Ein entspanntes Comeback mit klarer Kante

Es war ein Auftritt, der Routine und neuen Elan vereinte. Während Abhisit die Delegation durch das Gebäude führte, zeigte er sich nahbar, posierte für Fotos mit Studenten und genoss sichtlich die Rückkehr in sein „natürliches Habitat“.

„Letztes Jahr hätte ich mir diese Atmosphäre hier nicht vorstellen können“, gestand Abhisit offen. „Aber parlamentarische Arbeit ist das, was ich fast mein ganzes Leben lang getan habe. Es ist die Form von Politik, die mir am meisten liegt.“

Doch hinter der entspannten Fassade verbirgt sich kühles Kalkül. Während das politische Urgestein Chuan Leekpai aufgrund von Terminkollisionen erst verspätet eintraf, hatte Abhisit die Agenda bereits gesetzt.

Das Warten auf das Signal von Anutin

Die große Frage bleibt die Regierungsbeteiligung.
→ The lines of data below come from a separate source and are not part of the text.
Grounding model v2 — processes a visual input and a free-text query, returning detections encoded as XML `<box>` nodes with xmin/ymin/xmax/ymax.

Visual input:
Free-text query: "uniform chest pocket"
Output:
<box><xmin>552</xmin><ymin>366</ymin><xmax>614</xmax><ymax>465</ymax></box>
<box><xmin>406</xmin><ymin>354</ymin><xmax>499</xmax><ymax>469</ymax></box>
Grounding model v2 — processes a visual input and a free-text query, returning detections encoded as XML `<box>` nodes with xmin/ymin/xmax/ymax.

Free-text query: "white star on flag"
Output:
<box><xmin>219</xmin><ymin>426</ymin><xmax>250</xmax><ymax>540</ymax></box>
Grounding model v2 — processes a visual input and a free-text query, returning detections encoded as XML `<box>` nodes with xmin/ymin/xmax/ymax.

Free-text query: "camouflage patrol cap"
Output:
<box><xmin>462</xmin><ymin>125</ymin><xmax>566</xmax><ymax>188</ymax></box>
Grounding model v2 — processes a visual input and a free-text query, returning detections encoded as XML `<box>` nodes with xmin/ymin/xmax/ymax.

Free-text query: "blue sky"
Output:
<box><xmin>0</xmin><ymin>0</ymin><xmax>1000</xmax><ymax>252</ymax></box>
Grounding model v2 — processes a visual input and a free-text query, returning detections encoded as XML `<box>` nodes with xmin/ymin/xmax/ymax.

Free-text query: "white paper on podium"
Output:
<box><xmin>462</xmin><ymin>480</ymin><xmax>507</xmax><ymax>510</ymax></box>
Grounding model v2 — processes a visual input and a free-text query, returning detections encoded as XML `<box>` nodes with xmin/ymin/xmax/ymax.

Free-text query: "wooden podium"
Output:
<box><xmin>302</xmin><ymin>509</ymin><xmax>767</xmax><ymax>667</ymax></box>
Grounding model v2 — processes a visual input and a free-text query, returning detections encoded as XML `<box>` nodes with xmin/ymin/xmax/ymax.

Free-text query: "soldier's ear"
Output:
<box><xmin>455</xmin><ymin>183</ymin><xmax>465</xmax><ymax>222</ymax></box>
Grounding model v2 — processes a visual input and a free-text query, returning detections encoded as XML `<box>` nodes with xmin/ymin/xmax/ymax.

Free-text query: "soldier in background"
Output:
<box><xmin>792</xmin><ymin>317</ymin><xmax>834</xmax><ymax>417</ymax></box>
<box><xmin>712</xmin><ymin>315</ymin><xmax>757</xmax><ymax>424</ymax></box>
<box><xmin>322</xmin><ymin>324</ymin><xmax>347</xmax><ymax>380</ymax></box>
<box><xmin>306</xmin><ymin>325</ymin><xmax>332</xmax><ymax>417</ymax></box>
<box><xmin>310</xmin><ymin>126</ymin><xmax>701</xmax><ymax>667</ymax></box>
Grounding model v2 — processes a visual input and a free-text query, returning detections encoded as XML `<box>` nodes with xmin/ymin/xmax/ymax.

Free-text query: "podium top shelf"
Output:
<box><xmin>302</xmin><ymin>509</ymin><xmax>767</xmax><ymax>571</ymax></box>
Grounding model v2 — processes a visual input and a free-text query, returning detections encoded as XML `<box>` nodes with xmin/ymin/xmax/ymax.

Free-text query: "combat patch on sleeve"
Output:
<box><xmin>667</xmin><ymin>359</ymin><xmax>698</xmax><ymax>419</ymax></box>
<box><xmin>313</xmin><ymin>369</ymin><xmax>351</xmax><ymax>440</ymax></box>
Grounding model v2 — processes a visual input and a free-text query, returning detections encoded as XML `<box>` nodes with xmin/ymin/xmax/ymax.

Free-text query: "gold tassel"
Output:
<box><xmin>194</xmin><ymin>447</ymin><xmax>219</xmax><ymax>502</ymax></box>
Bisher herrscht Funkstille zwischen dem amtierenden Premierminister Anutin Charnvirakul und den Demokraten. Abhisit betonte, dass man den Abschluss der formalen Prozesse abwarte, mahnte jedoch zur Eile. In einer Weltlage, die von wirtschaftlicher Instabilität, schwankenden Energiepreisen und Agrarsorgen geprägt ist, sei eine handlungsfähige Regierung mit vollen Befugnissen unumgänglich für das öffentliche Vertrauen.

Die Partei hat ihre Hausaufgaben derweil gemacht:

  • Gesetzespaket steht: Die im Wahlkampf versprochenen Reformen sind bereits in Gesetzesform gegossen.

  • Flexibilität als Trumpf: Die Demokraten sind bereit, ihre legislative Agenda sowohl als Partner als auch als Korrektiv voranzutreiben.

  • Politische Etikette: Eine Absage an die Koalition gibt es noch nicht – man hält sich an die diplomatischen Gepflogenheiten, knüpft eine Zusammenarbeit aber an klare inhaltliche Bedingungen.

Außenpolitik und interne Hürden

In der Außenpolitik schlägt Abhisit versöhnliche Töne an und stützt den aktuellen Kurs der Übergangsregierung. Sein Ziel: Thailand aus regionalen Konflikten heraushalten und den Weg zurück zum Friedensprozess finden. „Ein sich ausweitender Konflikt nützt niemandem“, so sein klares Credo.

Kritik übte er hingegen am Ablauf der Wahlen. Trotz des Wunsches nach einer schnellen Regierungsbildung forderte er eine lückenlose Aufarbeitung der Pannen durch die Wahlkommission, um die Integrität künftiger Urnengänge zu sichern.

Die Sprecher-Frage: Keine Blankoschecks

Auch zur Personalie Sophon Saram (Bhumjaithai) als potenziellem Parlamentssprecher äußerte sich Abhisit gewohnt präzise. Zwar respektiere man das Vorschlagsrecht der Regierungspartei, doch stellte er unmissverständlich klar: Eine Stimme für einen Sprecher der Bhumjaithai-Partei bedeutet noch lange keine automatische Stimme für Anutin Charnvirakul als Premierminister. Jede Entscheidung werde erst nach internen Fraktionsberatungen fallen.

Die Demokratische Partei positioniert sich somit als das Zünglein an der Waage: professionell vorbereitet, inhaltlich gefestigt und taktisch klug abwartend.